LDA の生成過程について確認してみましょう。 トピック分布と単語分布が決まっていれば、次のようにして確率的に単語を生成することができます。
- まず、トピック分布に基づいてトピックを 1 つ選びます。
10% の確率で政治トピックが、50% の確率でスポーツトピックが選ばれるといった具合です。 - 次に、選ばれたトピックの単語分布を参照して単語を選びます。
同様に 0.3% の確率で手術、0.1% の確率で問診......といった具合です。
これを繰り返すことによって単語列、すなわち文書が生成できます。
さて、文書はランダムに生成されますが、どのような文書が生成されやすい(もしくは生成されにくい)かは、トピック分布と単語分布によって決まります。 ということは、実際の文書コーパスを生成する確率が高いトピック分布・単語分布が存在するはずです。 そのようなトピック分布・単語分布を求めるのが LDA における学習です。
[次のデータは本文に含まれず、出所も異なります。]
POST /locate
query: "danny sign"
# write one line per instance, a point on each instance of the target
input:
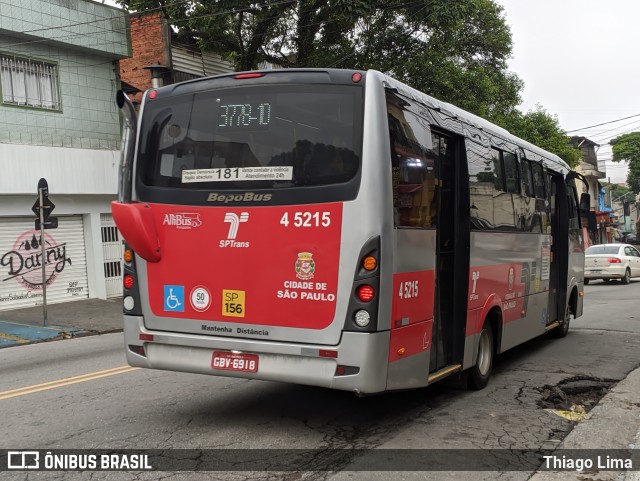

LDA の注意点ですが、学習によって「医療」「スポーツ」のような話題を捉えたトピックが得られるという保証はありません。 これは LDA の学習が正解データ(文書がどのような話題であるか判っているデータ)を必要としない、教師なし学習だからです。 もちろん「医療」などのトピックが得られる可能性もありますし、たとえば文書を書いた人によって単語の出現傾向が違っていれば、それを捉えたトピックが出現するかもしれません。また、文書コーパスによっては「標準語」「関西弁」といったトピックが出現することも考えられます。 このように様々なトピックが考えられるのが LDA の面白いところであり、難しいところでもあります(半教師あり LDA という発展もあります)。
ポケモンへの応用
LDA は文書解析に限らず、多方面に応用されています。
たとえばオンライン書店に会員登録しているユーザを文書、そのユーザが購買した書籍 ID を単語とみなして LDA に応用することができます。 あるユーザが購買した書籍 ID(単語)の出現傾向は、ユーザ(文書)の趣味や嗜好によって変化するでしょうから、 ユーザのトピックとして「SF 好き」や「ファンタジー好き」得られると考えられます。 画像を文書、画像中の特徴量を量子化して単語とし、画像に写っている物体を検出する研究もあります。
ここでは「文書と単語」を「ポケモンとポケモンの技」に置き換えて実験してみます。 ポケモンの覚える技は、そのポケモンのタイプ属性によって変化します。 水タイプのポケモンは「みずてっぽう」を覚える傾向が、電気タイプのポケモンは「10 万ボルト」を覚える傾向がありますね。 ポケモンの「技」を LDA に適用するとトピックとしてポケモンの「タイプ」が得られそうです。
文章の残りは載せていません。